Hybrid Data Pipeline requires the specification of a key location during the deployment process. The key location serves as a location for shared files used in the operation of the server. When deploying Hybrid Data Pipeline, you have the option of either using the default key location or specifying an external key location.

Default key location

The default key location is only available for a limited single-node deployment scenario. First, the single node must be installed on a single node where the server receives queries directly, in contrast to deploying the server behind a load balancer. Second, the single node must be installed on a Linux host using the installation program. In addition, the default key location is not available if you want to run the service from a Docker container. If you use the default key location, the installation program writes the shared files to the local keystore directory (install_dir/ddcloud/keystore).

External key location

An external key location is required for any deployment using a load balancer. It is also required if you are deploying the server as a Docker container. In addition, best practices recommend the use of an external key location for maintenance and recovery purposes.

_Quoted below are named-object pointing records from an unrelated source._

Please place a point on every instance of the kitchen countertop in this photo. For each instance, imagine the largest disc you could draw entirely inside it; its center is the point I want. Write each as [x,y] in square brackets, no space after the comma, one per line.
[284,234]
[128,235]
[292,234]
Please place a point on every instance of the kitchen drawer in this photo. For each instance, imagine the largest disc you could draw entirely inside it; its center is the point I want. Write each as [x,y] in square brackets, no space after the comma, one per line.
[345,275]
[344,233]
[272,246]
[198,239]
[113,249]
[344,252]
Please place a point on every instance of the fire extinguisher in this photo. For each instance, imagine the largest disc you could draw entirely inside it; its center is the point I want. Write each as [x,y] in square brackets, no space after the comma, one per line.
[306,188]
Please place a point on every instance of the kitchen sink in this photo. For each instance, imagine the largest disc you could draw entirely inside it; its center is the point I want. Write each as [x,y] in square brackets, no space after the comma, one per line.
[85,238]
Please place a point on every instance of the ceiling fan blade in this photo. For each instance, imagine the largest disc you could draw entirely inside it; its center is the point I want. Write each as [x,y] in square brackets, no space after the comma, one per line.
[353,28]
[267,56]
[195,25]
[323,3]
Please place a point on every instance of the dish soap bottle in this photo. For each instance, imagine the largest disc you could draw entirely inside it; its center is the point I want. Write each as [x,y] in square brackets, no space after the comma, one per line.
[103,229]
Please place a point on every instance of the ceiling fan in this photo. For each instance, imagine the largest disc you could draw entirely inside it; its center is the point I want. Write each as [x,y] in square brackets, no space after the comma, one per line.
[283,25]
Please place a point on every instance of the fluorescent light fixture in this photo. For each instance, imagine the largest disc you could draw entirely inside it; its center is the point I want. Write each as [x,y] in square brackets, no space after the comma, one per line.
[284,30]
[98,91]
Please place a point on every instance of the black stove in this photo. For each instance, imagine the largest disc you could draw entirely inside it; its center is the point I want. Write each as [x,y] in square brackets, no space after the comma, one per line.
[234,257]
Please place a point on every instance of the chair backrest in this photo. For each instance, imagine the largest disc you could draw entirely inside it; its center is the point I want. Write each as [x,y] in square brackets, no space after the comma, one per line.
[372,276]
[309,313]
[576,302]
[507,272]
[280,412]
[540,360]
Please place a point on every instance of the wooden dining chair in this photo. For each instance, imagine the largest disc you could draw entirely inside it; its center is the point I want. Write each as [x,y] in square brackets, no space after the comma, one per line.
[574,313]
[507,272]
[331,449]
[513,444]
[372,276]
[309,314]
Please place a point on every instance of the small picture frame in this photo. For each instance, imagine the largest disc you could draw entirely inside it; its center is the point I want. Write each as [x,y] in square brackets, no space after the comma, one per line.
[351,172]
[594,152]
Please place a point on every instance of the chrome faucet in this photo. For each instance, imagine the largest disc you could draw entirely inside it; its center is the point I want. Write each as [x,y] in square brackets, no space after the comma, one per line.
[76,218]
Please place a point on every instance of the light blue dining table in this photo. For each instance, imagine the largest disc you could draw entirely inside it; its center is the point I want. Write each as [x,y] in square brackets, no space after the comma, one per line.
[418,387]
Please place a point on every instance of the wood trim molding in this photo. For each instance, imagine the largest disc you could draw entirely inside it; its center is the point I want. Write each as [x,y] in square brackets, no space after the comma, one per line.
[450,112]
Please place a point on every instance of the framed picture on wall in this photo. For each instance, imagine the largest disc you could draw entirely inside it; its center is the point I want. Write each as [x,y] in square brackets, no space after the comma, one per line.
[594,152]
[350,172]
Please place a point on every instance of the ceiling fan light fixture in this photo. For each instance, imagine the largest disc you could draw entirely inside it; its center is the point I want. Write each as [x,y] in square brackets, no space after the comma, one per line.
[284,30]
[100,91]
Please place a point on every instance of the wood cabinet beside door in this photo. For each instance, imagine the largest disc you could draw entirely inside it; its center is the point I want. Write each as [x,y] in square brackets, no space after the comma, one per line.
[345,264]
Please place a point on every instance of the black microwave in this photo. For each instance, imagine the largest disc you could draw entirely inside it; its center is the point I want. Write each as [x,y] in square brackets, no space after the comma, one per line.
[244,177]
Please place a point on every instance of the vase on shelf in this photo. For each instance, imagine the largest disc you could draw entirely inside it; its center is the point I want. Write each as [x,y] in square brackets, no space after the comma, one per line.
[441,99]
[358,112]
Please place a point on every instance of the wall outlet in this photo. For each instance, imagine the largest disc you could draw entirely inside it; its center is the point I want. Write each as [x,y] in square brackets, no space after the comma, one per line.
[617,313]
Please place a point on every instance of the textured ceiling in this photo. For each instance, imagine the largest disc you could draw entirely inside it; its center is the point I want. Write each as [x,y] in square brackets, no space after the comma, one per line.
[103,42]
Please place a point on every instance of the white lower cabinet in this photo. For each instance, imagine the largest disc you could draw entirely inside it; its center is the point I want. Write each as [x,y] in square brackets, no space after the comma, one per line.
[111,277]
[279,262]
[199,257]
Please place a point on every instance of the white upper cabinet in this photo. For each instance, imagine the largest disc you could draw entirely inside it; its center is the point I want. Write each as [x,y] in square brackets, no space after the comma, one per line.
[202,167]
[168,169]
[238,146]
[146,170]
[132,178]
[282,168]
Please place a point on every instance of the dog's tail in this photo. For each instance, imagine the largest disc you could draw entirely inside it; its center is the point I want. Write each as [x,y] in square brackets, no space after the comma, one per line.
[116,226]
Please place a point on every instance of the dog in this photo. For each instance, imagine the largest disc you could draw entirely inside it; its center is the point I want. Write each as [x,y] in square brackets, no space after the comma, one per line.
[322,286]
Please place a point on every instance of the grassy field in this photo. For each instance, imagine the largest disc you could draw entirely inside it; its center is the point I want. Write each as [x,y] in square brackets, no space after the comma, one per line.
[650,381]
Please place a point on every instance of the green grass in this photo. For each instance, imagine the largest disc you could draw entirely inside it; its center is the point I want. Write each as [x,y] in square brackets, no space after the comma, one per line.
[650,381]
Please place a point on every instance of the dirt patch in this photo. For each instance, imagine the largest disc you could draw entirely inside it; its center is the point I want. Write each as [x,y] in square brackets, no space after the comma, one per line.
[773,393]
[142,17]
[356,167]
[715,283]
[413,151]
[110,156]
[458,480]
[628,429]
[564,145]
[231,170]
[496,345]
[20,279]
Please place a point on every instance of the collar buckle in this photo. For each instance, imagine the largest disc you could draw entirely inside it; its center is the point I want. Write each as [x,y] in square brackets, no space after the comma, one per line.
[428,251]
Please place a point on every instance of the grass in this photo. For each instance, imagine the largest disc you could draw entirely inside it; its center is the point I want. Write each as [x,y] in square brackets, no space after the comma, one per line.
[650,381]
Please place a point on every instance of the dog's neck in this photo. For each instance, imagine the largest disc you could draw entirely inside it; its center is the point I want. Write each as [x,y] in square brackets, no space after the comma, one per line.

If you specify an external key location, the shared files are written to the specified directory in most cases. 1 For security reasons, the key location should be secured on a machine separate from the system database and any machine hosting the Hybrid Data Pipeline service. The external key location must be accessible to the node or nodes running the Hybrid Data Pipeline service. In addition, the user deploying and running Hybrid Data Pipeline must have read and write access to the key location.

Backing up shared files

All shared files should be backed up as a matter of best practices. In the case of system failure, these backups can be used to restore the service. Shared files may reside in different locations depending on whether you are deploying Hybrid Data Pipeline with a load balancer. See the following topics for details.

1 The exception is that if you specify an external key location in a non-load balancer deployment, the shared files are written to two separate locations. The files necessary for connecting to the system database are stored in the specified location, while files tied to the Hybrid Data Pipeline server are stored in the local keystore directory (install_dir/ddcloud/keystore).